29 agosto 2006

Pequenos diálogos 1 - Os Ditadores

Roma – (talvez 44 d.C)

— Você não manda em mim.
— Mando! Eu sou tua mãe! senta e cala a boca!
— Você não manda em mim.
— Quem você pensa que é? Um pirralho, senta aí e cala a boca!
— Você não manda em mim.
— Tá bom! o que você quer pra sentar aí e calar a boca?
— Fogo.
— Pra que você quer fogo, Nero?
— Pra ensaiar uma brincadeira, você vai participar dela, tá bom?

Espanha (primavera de 1431)

— Volta aqui menino!
— Não volto!
— Vem dormir menino, para de mexer com os gatos.
— São o Demônio, mamãe!
— Tomás, você nem parece um Torquemada, vê o Demônio em tudo.
— São o Demônio, são gatos de Judeus.
— Os gatos são teus, Tomás... Vem dormir.
— Já vou, já vou...


Alemanha – 1900, Inverno

— Adolf, de novo você pôs filhotes de cachorro no forno?
— São os filhotes do vizinho. São uma raça inferior.
— Pra que isso menino? Vem limpar esta bagunça.
— Tá bom! Tá bom! eu vou, mas quando eu crescer vou ter um forno só meu. Você vai ver.
— Para de falar bobagem e limpa esta porcaria que você fez...


Iraque – Anos quarenta

— Desce daí Sadan, vai cair e se machucar, depois sou eu que vou passar trabalho.
— Os americanos tão vindo.
— Que americanos meu filho? Alá seja louvado.
— Os americanos, infiéis, corja, que venham que eu tô preparado.
— Desce já daí, ou vou chamar o teu pai.
— Depois eu desço, mãe. Agora não posso, tenho que ficar preparado para quando os americanos chegarem
— Alá, por que me deste um filho maluco?


Estados Unidos – anos quarenta
— Onde você vai, George?
— Vou pro Iraque.
— Como vai pro Iraque? Menino, isso fica do outro lado do mundo.
— Não interessa, tenho que ir lá pegar uns caras.
— George, sossega menino, que caras, você nunca saiu do Texas, quer ir para o Iraque?
— Deixa mãe, eu preciso ir lá. Detonar, arrasar, massacrar. Foder com a vida deles.
— Que isso menino? Já pro quarto. Onde já se viu falar assim com a tua mãe. Anda. E de lá não sai até eu chamar. E vai lavar essa boca. Onde já se viu?
— Eu vou, mas quando você menos esperar eu to lá no Iraque fazendo o que um xerife tem que fazer.

® Rubens da Cunha
Inspirado nisto AQUI

10 comentários:

Claudio Eugenio Luz disse...

Posso lhe dizer, os grandes pesadelos começam na mais tenra idade. Muito bom!!!

hábraços

ítalo puccini disse...

Arnaldo Antunes é formidável em suas composições!
E vc no trabalho com as palavras, a história e a literatura =)

abraço grande
Í.ta **

douglas D. disse...

Muito bom!!

Lua em Libra disse...

glups...

fiquei viajando nas conversas. Não gosto de imaginar as mães destas pestes. Não gosto. Mexeu comigo.

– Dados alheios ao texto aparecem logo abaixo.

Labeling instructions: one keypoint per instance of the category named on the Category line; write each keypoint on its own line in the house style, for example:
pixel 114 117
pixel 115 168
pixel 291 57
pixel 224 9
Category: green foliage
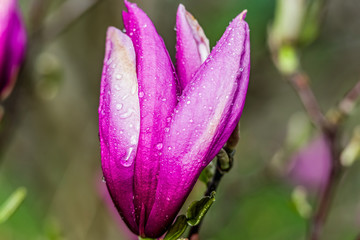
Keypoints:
pixel 12 204
pixel 198 209
pixel 177 229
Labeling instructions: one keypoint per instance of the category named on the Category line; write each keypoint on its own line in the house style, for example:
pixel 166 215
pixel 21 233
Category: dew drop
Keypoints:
pixel 127 114
pixel 119 106
pixel 133 139
pixel 133 89
pixel 130 150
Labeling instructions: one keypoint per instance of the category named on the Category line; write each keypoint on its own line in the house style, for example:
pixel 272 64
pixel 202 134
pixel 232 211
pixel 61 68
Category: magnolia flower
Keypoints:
pixel 12 45
pixel 159 128
pixel 310 166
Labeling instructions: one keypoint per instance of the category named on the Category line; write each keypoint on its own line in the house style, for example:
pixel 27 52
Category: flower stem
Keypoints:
pixel 225 155
pixel 300 82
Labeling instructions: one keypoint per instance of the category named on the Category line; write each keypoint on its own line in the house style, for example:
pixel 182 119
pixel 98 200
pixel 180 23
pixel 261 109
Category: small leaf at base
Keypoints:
pixel 198 209
pixel 177 229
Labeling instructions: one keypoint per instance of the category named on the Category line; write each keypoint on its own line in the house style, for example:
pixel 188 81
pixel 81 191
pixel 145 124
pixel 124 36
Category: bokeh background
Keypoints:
pixel 51 143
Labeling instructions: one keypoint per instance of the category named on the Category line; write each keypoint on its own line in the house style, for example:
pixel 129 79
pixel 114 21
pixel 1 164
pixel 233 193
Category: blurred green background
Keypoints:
pixel 54 148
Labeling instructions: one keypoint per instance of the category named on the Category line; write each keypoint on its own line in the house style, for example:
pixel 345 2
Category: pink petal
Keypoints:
pixel 119 122
pixel 205 117
pixel 192 46
pixel 157 93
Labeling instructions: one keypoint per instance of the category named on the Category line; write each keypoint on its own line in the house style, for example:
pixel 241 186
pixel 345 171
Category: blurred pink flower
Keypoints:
pixel 160 128
pixel 310 166
pixel 12 45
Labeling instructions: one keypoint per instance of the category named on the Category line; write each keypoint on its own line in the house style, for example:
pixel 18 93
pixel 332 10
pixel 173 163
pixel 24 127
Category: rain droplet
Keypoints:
pixel 127 114
pixel 133 89
pixel 133 140
pixel 127 157
pixel 159 146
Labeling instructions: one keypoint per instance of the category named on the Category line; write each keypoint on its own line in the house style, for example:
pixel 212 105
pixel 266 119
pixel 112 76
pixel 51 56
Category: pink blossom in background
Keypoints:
pixel 310 166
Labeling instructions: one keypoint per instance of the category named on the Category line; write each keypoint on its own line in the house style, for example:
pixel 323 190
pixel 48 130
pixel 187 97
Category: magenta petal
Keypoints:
pixel 119 122
pixel 12 45
pixel 192 46
pixel 310 167
pixel 205 117
pixel 157 93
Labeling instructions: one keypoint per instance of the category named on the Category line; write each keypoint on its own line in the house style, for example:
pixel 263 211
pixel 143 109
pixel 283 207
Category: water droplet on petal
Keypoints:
pixel 159 146
pixel 133 89
pixel 119 106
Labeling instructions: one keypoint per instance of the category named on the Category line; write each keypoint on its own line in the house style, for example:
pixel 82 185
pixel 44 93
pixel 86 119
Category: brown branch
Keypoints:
pixel 300 82
pixel 23 92
pixel 58 24
pixel 347 104
pixel 327 194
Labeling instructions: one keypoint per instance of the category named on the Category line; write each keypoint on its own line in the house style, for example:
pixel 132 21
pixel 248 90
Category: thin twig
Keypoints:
pixel 212 186
pixel 347 104
pixel 225 159
pixel 58 24
pixel 23 92
pixel 327 194
pixel 300 82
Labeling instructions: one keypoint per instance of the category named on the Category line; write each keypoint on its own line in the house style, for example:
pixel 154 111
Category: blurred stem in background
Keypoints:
pixel 297 24
pixel 224 163
pixel 42 31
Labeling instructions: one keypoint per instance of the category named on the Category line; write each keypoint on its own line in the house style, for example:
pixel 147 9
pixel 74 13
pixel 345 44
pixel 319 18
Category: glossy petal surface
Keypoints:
pixel 157 94
pixel 119 122
pixel 204 119
pixel 192 46
pixel 12 45
pixel 310 167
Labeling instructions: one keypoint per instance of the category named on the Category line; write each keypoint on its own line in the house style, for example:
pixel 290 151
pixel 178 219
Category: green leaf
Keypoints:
pixel 12 203
pixel 198 209
pixel 177 229
pixel 208 173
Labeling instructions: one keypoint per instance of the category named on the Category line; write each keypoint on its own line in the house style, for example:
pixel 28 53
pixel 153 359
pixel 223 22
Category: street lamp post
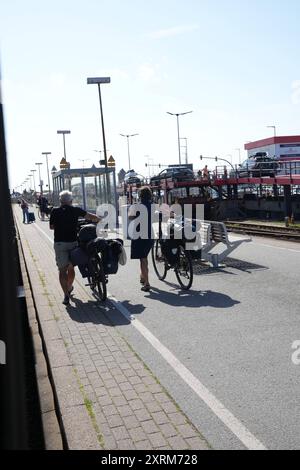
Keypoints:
pixel 274 128
pixel 33 171
pixel 186 158
pixel 98 81
pixel 239 151
pixel 39 167
pixel 128 135
pixel 63 134
pixel 178 136
pixel 46 154
pixel 30 180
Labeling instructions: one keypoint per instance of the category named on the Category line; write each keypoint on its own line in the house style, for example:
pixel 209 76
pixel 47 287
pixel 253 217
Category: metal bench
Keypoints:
pixel 214 234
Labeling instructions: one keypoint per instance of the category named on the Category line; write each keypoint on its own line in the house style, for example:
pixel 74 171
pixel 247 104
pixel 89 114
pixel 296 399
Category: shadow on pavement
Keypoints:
pixel 191 299
pixel 96 312
pixel 240 265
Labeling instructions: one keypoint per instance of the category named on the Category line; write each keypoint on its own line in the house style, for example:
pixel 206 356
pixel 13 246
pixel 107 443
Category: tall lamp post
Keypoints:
pixel 128 136
pixel 98 81
pixel 239 151
pixel 46 154
pixel 178 135
pixel 41 185
pixel 33 171
pixel 185 146
pixel 274 128
pixel 30 180
pixel 63 134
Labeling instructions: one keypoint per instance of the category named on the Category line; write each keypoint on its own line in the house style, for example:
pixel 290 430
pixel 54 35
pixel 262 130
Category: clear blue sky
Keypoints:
pixel 235 63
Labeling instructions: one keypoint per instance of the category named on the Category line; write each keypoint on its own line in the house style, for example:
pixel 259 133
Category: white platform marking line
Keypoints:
pixel 278 247
pixel 230 421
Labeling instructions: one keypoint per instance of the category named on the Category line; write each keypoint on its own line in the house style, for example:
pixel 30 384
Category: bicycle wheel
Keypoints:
pixel 184 269
pixel 99 278
pixel 159 261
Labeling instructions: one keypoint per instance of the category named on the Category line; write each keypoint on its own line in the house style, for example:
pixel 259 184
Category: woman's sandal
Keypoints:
pixel 146 288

Bom texto, meu caro Rubens. Também o dos bichos, ah, o dos bichos !Ainda preciso te escrever sobre eles.

Abraço

Leila Silva disse...

Excelente, Rubens!

Um humor novo, não conhecia este teu lado. Fui ler a música que te inspirou, gostei também.
Beijos

Anônimo disse...

Gostoso imaginar a infância de alguns malucos. E dito assim, em diálogos, fica muito bom de ler. Parabéns, poeta! Ah, ótimo o link para a fonte de inspiração. Puxa, talvez adote no meu blog, pode? rs. Grande abraço!

ananda disse...

Adorei! Muito cómico mesmo...
Bjs

Edilson Pantoja disse...

Ei, Rubens, muito legal! Mas não faltou aí um menino saudita também dos anos quarenta?

baratas disse...

Blog legal! Parabéns.A política, se me atrai por sua importância para a vida social, também me cativa pela inesgotável mineração que nela se faz de excelentes motivos para o riso e a ironia. Há muito de exemplar nela. Saúde e paz! www.baratas2006.blogspot.com

Anônimo disse...

Uhuh tá demais.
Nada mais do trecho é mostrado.